There is an adage in the publishing business that you can’t judge a book by its cover but you can sell a book by its cover.
I’ve been in on marketing meetings in which New York publishers discussed book covers and what would catch a consumer’s eye. For some reason, books that have yellow tend to sell better. My first book had different tones of yellow, and it has been a best seller for two decades. My third book also had yellow, and it was not, for even the briefest of times, a bestseller.
The book I’m about to tell you about does not have even a smidgen of yellow in it, but I think it is one of the most beautiful book covers I have seen and the primary reason I bought it. I keep it displayed on a bookcase in the bedroom. It is colored in white, blue, red and green. Published by the University of Mississippi Press in 2017, “A Year In Mississippi” is a book of essays by the state’s people that extol different seasons.
There were writers I know and love – Willie Morris and Julia Reed – and those I did not.

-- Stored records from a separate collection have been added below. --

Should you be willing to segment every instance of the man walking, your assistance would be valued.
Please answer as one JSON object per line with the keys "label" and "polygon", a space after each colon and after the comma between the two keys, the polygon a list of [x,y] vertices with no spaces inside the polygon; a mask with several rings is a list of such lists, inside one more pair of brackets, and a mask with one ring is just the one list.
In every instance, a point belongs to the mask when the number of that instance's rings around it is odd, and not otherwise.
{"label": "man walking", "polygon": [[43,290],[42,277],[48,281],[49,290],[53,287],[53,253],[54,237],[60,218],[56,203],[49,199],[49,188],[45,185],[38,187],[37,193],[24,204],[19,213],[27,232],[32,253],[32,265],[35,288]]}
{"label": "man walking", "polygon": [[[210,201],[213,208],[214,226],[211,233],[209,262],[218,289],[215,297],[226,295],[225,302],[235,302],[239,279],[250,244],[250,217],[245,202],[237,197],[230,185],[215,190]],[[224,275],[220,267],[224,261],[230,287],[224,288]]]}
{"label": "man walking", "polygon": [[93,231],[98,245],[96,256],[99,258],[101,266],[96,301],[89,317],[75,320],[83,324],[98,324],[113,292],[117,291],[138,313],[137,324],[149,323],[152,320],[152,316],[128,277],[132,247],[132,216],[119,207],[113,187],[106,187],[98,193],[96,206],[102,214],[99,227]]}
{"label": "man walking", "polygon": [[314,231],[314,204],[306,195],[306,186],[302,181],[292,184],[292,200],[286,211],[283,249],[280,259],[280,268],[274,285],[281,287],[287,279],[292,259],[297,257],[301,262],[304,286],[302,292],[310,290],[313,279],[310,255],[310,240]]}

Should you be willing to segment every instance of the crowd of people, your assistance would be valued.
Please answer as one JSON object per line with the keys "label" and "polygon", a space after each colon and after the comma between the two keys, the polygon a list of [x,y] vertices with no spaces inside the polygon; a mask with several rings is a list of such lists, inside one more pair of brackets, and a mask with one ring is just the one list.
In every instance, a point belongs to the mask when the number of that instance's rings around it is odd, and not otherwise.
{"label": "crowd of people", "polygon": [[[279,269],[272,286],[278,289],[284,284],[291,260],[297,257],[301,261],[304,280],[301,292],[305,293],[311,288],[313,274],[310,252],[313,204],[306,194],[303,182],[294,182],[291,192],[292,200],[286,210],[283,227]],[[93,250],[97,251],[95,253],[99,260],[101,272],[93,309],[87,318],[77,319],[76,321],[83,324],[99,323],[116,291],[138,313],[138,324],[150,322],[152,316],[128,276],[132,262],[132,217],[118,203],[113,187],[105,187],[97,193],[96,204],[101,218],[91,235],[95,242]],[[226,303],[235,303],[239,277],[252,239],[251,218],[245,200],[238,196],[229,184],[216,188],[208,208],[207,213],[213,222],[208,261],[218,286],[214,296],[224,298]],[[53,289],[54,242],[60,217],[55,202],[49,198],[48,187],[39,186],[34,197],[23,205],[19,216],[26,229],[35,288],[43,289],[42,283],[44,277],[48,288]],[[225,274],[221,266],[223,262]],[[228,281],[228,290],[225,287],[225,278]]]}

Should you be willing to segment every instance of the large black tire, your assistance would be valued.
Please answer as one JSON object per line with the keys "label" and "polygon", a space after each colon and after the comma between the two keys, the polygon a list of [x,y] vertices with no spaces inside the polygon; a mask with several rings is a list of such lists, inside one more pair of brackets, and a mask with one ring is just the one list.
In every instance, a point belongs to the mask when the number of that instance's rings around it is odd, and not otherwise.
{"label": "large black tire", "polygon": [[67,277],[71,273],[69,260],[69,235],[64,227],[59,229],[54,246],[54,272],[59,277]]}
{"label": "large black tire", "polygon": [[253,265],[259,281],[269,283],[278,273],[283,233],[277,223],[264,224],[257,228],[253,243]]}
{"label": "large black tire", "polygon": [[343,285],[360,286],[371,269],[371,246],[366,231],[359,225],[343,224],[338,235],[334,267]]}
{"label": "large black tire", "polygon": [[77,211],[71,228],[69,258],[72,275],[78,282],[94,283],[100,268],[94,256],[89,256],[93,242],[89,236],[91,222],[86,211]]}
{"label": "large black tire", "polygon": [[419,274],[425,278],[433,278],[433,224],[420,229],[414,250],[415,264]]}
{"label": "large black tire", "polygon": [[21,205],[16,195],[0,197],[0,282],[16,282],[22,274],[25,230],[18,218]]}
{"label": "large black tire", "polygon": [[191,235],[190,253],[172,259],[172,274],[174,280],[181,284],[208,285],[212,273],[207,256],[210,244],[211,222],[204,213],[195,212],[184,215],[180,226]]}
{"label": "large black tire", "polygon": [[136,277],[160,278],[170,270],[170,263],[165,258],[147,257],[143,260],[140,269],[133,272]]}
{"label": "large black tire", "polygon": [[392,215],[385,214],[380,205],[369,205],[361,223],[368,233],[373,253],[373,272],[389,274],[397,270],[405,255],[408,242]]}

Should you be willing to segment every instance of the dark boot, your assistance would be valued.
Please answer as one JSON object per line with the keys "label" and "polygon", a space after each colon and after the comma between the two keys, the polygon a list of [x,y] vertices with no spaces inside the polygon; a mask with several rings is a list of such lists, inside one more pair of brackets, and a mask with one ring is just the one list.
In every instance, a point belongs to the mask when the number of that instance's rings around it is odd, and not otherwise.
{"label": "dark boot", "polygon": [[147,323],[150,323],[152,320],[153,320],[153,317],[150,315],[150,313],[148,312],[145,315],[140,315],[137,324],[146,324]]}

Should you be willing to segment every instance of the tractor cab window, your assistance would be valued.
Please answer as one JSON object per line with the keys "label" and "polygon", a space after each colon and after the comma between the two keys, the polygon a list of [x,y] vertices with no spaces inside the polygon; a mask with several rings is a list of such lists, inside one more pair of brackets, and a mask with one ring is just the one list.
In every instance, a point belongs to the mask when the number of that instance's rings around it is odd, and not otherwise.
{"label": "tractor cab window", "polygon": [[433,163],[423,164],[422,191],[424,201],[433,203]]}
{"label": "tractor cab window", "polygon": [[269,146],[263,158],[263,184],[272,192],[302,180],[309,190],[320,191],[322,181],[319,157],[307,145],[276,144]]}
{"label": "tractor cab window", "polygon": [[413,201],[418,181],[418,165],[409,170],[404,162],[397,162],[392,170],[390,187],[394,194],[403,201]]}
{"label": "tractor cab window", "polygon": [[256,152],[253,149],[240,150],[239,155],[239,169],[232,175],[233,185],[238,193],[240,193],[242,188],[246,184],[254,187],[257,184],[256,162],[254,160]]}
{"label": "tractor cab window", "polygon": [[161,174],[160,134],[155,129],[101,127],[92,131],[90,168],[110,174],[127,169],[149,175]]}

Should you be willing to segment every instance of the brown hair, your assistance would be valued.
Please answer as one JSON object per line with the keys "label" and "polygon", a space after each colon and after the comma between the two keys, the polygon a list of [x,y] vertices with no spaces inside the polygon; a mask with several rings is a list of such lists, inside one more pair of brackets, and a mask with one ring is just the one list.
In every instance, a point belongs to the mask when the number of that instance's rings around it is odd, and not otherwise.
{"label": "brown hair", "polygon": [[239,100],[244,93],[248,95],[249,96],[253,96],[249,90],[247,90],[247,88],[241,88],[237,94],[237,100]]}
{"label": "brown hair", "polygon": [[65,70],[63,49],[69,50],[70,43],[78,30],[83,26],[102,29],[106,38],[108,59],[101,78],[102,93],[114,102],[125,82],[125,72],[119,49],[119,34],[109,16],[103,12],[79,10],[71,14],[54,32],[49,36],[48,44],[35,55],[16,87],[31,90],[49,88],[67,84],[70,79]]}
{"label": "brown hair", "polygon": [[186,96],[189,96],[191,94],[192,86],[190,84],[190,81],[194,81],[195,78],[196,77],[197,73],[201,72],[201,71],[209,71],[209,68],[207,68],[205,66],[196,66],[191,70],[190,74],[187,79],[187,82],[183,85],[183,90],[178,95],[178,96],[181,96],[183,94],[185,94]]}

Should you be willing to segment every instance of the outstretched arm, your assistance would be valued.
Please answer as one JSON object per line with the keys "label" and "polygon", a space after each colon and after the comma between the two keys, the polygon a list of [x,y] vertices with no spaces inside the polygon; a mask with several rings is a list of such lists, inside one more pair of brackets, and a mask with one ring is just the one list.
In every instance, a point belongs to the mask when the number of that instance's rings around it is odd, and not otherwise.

As these types of books go, some stories are more interesting than others, some writers are more gifted than others. There are essays on revivals, camp meetings, family reunions, debutant balls, canning figs and county fairs. Long before reality television, readers have been drawn to authors who lay bare their souls and share their stories. There was a time, however, when these stories, though raw and real, were not filled with ugliness and bleakness. It can be depressing to wander through bookstores and see so many books that are dark in tone and subject.
“A Year In Mississippi” is nostalgic, informative and touching. One story was so personal, poignant and alive that I wanted to find the author and tell her how much I loved it. People are often kind to me in that aspect which leads me to want to pay it forward to other writers. A word of encouragement can mean so much. This essay, I gathered, was by an elderly woman who said she had lived in the same house for over 50 years.
It’s called “Hurricane Season.” Cheri Thornton McHugh tells a good story with tremendous heart about their home in the Lyman community, outside Gulfport. It begins with her first experience of a hurricane on Sept. 9, 1965 when Betsy landed a black eye to the coast. It was nothing compared to what was to come.
Until Katrina, Camille was the deadliest, most destructive hurricane to hit the Gulf Coast. On Aug. 18, 1969, it cut a swath of disaster through the region that would never be forgotten by those who lived through it.
Mrs. McHugh was a young married woman with three children. She and her husband, Herbert Thornton, escaped but returned to find their property in shambles. Their son’s horse, about to foal, had been left behind and was nowhere to be found. They set about cleaning up their property with a borrowed generator – they were without power for two weeks – and one morning, while she was on top of the house, clearing limbs, her heart was lifted. The horse returned with its baby in tow.
Her life story was touching. Her husband died of a heart attack, her young daughter of a brain aneurysm, then her second husband died, too. Still, with brave spirit, she shouldered it all and carried on admirably.
I was captivated by her willingness to share her challenging journey, so I went in search of her. I found her. In the obituaries. I am sad that I can’t share with her how powerful her words were, but I can tell you.
And, I hope you’ll read her story, too.